Adobe Shape CC Refine Vector Paths

The good

It did a great job of scanning a character out of an animated cartoon movie, and removing the background. Unfortunately, that's about all I can really say good for Adobe Shape. After the initial "wow", the experience goes downhill fast.

The bad

Immediately after capturing a vector character, I wanted to share my capture with my friend (to show off the nice app). There were surprisingly no export features at all. This was very disappointing and forced me to just capture a screenshot of the app to share.

The poorly thought out

Looking past the exporting features, I began to concentrate on what it's made to do, capture shapes for Photoshop and Illustrator! So I fired up Adobe Photoshop CC, and loaded my vector from my Creative Cloud Library. To my surprise, the vector surprisingly becomes a raster image when loaded into the canvas. This is extremely disappointing, as it's saved as an SVG. I suppose this is because of Photoshop's lack of SVG support, but I found this more than a little poorly thought out.

Is there a way around it?

Fortunately, the path from selection tool in Photoshop CC seemed to do a fine job at tracing the vector, especially when imported in at an ample resolution. The higher the resolution is, the smoother the curves will be due to the fact that Photoshop is a raster based graphics app. Here is a before and after shot of the auto-trace tool.

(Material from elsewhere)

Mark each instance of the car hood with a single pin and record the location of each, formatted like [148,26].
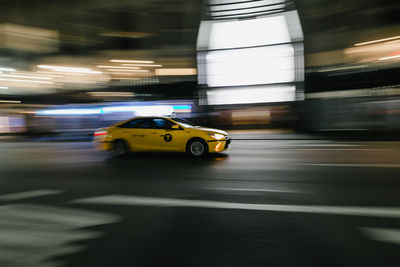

Adobe Shape CC Result Auto Path Comparison

Not bad for a raster app, eh? Now it's fully scaleable and can be turned into a custom shape! Although as expected, the paths are going to be a little too chaotic to manually edit it.

In the end...

Looking past it's flaws, it's a great app for quickly getting concept art and little doodles into your digital library. It's not very usable for final vectors, but it's very usable for traceable reference images.